ウワーッ
なちこです。
小説書くのをあきらめたって話を、この記事で書きました。
さて、小説を書いていたって言っても、プロットを考えたり、設定のアイデア出しばかりをしていて、実際の本文はほんの少ししか書けなかったんですが(しかも、文章にもなっていない、箇条書きのようなものがほとんどだったり…)、見せれそうなものがあれば、見せていこうかと思います。
ほんまに断片ですが、よかったらどうぞ。
船はいつも通り低いエンジン音を響かせてインド洋を渡っている。風はおだやかで、青くたぽたぽした海面が広がっていた。
彼ーー新聞局長のフェアーーは、わくわくしているような表情でデッキの下の海面を見下ろしていた。
何だろう? つられて詠美も手すりの向こうを窺った。「え…?」
思わず声が漏れた。太陽が照りつけキラキラと光る青い水面から、何かがヒュッと現れ、
ぶーーーーーん
と音が聞こえそうな飛び方で、水面ギリギリのところをまっすぐ優雅に飛び、またヒュッと水面に消えたのだ。
その間5秒くらいだったろうか。
魚だったような気もするが、確認するには5秒はあまりに短すぎた。いや、魚だったとしたら、5秒も低空飛行するなんて長すぎるんだけど。
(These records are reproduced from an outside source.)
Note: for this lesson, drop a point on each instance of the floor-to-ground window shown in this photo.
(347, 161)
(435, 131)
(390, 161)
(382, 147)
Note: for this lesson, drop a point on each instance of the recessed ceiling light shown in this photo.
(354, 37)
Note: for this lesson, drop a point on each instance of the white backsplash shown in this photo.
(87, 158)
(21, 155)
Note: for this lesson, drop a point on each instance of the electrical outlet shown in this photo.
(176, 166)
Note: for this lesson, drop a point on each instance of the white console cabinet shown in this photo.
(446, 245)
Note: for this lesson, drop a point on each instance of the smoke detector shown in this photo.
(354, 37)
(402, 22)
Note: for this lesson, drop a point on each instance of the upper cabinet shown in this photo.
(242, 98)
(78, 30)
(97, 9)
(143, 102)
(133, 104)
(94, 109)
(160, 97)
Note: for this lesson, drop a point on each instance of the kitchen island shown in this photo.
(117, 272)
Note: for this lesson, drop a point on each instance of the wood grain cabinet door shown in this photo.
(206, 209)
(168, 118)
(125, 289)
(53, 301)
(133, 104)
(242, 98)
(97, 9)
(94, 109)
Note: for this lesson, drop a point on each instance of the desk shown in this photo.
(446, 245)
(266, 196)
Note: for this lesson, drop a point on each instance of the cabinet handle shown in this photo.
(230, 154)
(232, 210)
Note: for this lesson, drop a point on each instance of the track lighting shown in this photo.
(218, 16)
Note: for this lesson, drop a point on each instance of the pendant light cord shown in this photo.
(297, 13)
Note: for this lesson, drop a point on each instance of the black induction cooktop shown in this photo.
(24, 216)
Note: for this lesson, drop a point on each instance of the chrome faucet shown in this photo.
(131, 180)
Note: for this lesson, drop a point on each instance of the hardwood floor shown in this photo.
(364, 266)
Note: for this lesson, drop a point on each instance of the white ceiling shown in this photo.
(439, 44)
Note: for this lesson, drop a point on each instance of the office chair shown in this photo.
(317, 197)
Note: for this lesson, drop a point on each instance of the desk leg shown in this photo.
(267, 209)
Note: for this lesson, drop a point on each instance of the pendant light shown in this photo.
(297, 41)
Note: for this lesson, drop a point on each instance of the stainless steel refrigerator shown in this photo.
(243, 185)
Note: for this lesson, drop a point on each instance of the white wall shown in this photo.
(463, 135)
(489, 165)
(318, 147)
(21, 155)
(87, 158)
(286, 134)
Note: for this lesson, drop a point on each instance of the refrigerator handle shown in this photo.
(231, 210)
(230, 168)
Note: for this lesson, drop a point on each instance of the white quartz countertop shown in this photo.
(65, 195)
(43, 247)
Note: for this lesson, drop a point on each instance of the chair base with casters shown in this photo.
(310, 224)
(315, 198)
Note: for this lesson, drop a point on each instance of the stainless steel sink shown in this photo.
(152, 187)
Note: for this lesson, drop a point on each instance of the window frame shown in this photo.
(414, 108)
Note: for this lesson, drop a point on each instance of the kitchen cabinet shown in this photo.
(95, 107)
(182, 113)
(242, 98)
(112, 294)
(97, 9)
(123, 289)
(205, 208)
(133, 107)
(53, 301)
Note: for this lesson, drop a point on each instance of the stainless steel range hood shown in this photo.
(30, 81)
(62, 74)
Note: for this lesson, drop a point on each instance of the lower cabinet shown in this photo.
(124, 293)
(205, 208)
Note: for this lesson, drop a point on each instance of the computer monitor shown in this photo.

羽のようなものを広げていたし、魚じゃなくて、鳥だったんだろうか? しかし鳥にしては、やけにキラキラしていた。「見た? すごいっしょ!?」
声をかけられたのが自分だということに気づいたのは、次の「何か」がまた水面から飛び出したのと同時だった。水面に気をとられて返答する間がない。今度は二匹で飛んでいる。いや、二羽? 二尾?
また、ぶーーーーーんという音が聞こえそうな気がした。
もしくは、スィーーーーーッだろうか。
今度は少し蛇行しながら、10秒以上も飛んでいただろうか。
それから、ポチャッ、ポチャッという聞こえない音とともに、二尾の魚は水面に消えた。水面を指差しながら、フェアは言った。
「トビウオ、見たことある?」
詠美は首を横に振った。初めて目が合った。
「俺も初めて船に乗った時に知ったんだけど、トビウオって、水面をジャンプするんじゃなくて、本当に『飛ぶ』んだよ! 『フライ』なんだよ、『フライ』! すごくない!?」確かにトビウオは英語ではjumping fishではなくflying fishと言う。
でも、その姿を実際に見たのは初めてだった。
フェアは「ジャンプ(跳ぶ)」の対比として「フライ(飛ぶ)」と言ったに違いなかったが、詠美の耳にはそれはアメリカンスラングとしての“fly”、つまり“cool”や“awesome”の意味であるかのように聞こえた。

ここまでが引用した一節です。